What if we insert a piece of data? Let’s say we insert a record (4,400).

  • In the first case, the target page for which the record is to be updated is in memory.

Unique index: : find the position between 3 and 5, judge that there is no conflict, insert this value, the statement is finished;

Normal index: : finds the position between 3 and 5, inserts the value, and the statement completes.

This situation doesn’t take much time, because it’s just one more judgment.

  • The second case is that the target page for which the record is to be updated is not in memory.

Unique index: : Need to read the data page into memory, determine that there is no conflict, insert this value, statement execution end;

Normal indexes: : The update is logged in the change buffer and statement execution ends.

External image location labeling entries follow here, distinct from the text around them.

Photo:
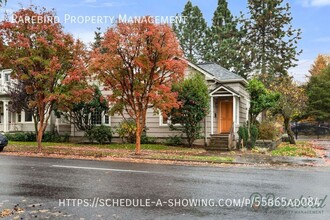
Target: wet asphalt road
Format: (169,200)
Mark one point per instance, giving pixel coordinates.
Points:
(39,185)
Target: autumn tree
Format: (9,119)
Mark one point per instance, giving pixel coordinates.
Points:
(140,63)
(47,60)
(318,92)
(20,100)
(194,97)
(319,65)
(291,103)
(191,33)
(81,114)
(269,38)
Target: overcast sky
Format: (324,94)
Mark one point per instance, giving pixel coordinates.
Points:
(312,16)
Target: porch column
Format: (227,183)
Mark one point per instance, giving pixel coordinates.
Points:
(5,116)
(212,115)
(234,113)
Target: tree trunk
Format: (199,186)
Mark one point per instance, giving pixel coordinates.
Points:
(39,137)
(138,136)
(289,131)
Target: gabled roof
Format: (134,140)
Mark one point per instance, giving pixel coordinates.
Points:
(224,88)
(220,73)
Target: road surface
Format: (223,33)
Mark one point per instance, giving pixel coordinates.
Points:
(39,188)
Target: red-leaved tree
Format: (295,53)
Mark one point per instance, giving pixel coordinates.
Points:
(138,63)
(49,62)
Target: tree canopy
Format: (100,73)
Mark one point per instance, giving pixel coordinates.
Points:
(318,92)
(223,39)
(49,62)
(191,34)
(139,64)
(269,39)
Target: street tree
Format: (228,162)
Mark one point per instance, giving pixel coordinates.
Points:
(318,92)
(82,114)
(223,39)
(319,65)
(291,104)
(47,60)
(20,100)
(269,38)
(191,33)
(139,64)
(194,97)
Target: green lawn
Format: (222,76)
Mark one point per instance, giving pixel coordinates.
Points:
(301,149)
(104,146)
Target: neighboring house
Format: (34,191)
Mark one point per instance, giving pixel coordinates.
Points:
(229,104)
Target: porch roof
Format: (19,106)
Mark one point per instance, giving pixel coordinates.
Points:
(228,91)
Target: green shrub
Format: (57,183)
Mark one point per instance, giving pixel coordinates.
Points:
(249,139)
(268,130)
(31,137)
(147,140)
(174,140)
(21,136)
(127,130)
(101,134)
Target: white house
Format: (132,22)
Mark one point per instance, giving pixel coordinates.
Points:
(229,104)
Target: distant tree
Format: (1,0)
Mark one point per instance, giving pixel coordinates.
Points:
(139,66)
(261,99)
(223,39)
(269,38)
(319,65)
(291,103)
(318,92)
(2,2)
(48,61)
(194,97)
(191,34)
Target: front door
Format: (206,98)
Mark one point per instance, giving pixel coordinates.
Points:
(225,121)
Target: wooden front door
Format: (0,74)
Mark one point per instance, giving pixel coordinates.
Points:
(225,119)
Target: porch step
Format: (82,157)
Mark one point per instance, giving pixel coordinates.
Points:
(219,142)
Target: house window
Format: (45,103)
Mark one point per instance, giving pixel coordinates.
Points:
(163,120)
(19,117)
(106,119)
(96,118)
(28,117)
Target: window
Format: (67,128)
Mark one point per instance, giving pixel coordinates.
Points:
(28,117)
(19,117)
(96,118)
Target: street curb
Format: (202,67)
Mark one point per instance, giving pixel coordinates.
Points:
(154,159)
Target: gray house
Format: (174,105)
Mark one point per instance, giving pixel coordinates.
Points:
(229,104)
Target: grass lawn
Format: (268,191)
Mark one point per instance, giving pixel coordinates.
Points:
(302,149)
(151,151)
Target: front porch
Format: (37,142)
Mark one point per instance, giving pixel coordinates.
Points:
(225,106)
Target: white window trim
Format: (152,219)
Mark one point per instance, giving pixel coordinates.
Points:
(161,122)
(102,119)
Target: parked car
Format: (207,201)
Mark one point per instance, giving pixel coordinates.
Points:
(310,128)
(3,142)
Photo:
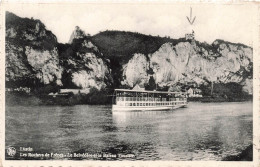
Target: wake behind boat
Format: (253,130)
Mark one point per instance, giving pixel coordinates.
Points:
(142,100)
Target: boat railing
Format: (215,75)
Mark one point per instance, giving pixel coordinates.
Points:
(146,99)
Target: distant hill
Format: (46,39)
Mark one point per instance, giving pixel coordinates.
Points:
(114,59)
(123,44)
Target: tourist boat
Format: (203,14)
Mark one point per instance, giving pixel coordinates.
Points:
(141,100)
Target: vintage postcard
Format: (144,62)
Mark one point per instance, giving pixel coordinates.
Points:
(142,83)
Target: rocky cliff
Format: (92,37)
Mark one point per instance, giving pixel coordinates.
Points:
(192,63)
(115,59)
(31,52)
(34,58)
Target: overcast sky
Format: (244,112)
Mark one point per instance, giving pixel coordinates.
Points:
(233,23)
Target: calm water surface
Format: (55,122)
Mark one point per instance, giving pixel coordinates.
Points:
(203,131)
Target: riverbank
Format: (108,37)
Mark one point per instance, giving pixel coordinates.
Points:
(93,98)
(210,99)
(245,155)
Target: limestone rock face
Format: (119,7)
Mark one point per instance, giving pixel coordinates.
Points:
(94,73)
(135,71)
(45,64)
(77,34)
(31,52)
(85,65)
(185,62)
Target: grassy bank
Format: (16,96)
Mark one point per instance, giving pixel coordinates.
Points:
(95,97)
(245,155)
(210,99)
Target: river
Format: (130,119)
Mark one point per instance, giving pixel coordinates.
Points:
(202,131)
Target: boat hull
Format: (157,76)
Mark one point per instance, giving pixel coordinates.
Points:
(146,108)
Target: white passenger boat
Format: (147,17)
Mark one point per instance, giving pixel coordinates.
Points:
(134,100)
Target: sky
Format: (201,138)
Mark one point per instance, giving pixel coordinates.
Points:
(234,23)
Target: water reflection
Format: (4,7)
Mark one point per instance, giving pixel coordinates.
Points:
(199,132)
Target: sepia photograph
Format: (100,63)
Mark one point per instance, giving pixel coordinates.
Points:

Unique indexes require data to be read into memory, which is the most expensive operation in a database, so the performance improvement for plain indexes is significant at this point.

The change buffer can only be used in normal index scenarios, not unique indexes. But does the change Buffer under normal indexes always give us a performance boost? The answer is no, it needs to be in line with the business scenario.

Change Buffer caches the action of changes, so when merge is performed with more records in the change buffer, the profit is maximized. So it works best for businesses that write more than they read. In services, when data is read after data is updated, merge is triggered immediately. As a result, I/O times increase and performance deteriorates.

summary

Since unique indexes do not use the optimization mechanism of Change Buffer, it is recommended to give priority to non-unique indexes from the perspective of performance if the business can accept them.